Second scenarios: Gateway to serve mutable IPNS named contents
Since IPFS contents are immutable, when users want to change the content, the only way to do so is to create new content and distribute the new CID to other users. Sometimes distributing the new CID is hard, and is out of scope of IPFS. The InterPlanetary Naming System (IPNS) tries to solve this. IPNS is a naming system that — instead of locating the content using the CID — allows users to locate the content using the IPNS name instead. This name is a hash of a user's public key. Internally, IPNS maintains a section of the IPFS DHT which maps from a name to a CID. Therefore, when the users want to download the contents using names through the gateway, the gateway has to first resolve the name to get the CID, then use the CID to query the IPFS content as usual.
The example for fetching the IPNS named content is at ipns://k51qzi5uqu5diu2krtwp4jbt9u824cid3a4gbdybhgoekmcz4zhd5ivntan5ey
We measured many scenarios for IPNS as shown in the table below. Three scenarios are similar to the ones involving IPFS contents. There are two more scenarios added: the first one is measuring the response time when users query the gateway using an existing IPNS name, and the second one is measuring the response time when users query the gateway immediately after new content is published under the name.
Third scenarios: Gateway to serve DNSLink websites
Even though users can use IPNS to provide others a stable address to fetch the content, the address can still be hard to remember. This is what DNSLink is for. Users can address their content using DNSLink, which is just a normal domain name in the Domain Name System (DNS). As a domain owner, you only have to create a TXT record with the value dnslink=/ipfs/baf…1, and your domain can be fetched from a gateway.
There are two ways to access the DNSLink websites using the gateway. The first way is to access the website using the domain name as a URL hostname, for example, https://ipfs.example.com. The second way is to put the domain name as a URL path, for example, https://cloudflare-ipfs.com/ipns/ipfs.example.com.
What does this mean for regular IPFS users?
These measurements highlight that IPFS content is fetched best when cached. This is an order of magnitude faster than fetching new content. This result is expected as content publication on IPFS can take time for nodes to retrieve, as highlighted in previous studies.
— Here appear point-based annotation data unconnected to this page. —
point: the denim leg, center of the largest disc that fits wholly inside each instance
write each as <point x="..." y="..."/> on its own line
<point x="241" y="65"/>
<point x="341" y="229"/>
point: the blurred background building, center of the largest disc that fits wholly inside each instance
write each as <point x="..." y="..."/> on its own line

Then, when it comes to naming IPFS resources, leveraging DNSLink appears to be the faster strategy. This is likely due to the poor connection of the IPFS node used in this setup, preventing IPNS name from propagating rapidly. Overall, IPNS names would benefit from using a resolver to speed up resolution without losing the trust they provide.
As we mentioned in September, IPFS use has seen important growth. So has our tooling. The IPFS Gateway monitor can be found on GitHub, and we will keep looking at improving this first set of metrics.
At the time of writing, using IPFS via a gateway seems to provide lower retrieval times, while allowing for finer grain control over security settings in the browser context. This configuration preserves the content validity properties offered by IPFS, but reduces the number of nodes a user is peering with to one: the gateway. Ideally, we would like users to peer with Cloudflare because we're offering the best service, while still having the possibility to retrieve content from external sources if they want to. We'll be conducting more measurements to better understand how to best leverage Cloudflare presence in 270 cities to better serve the IPFS network.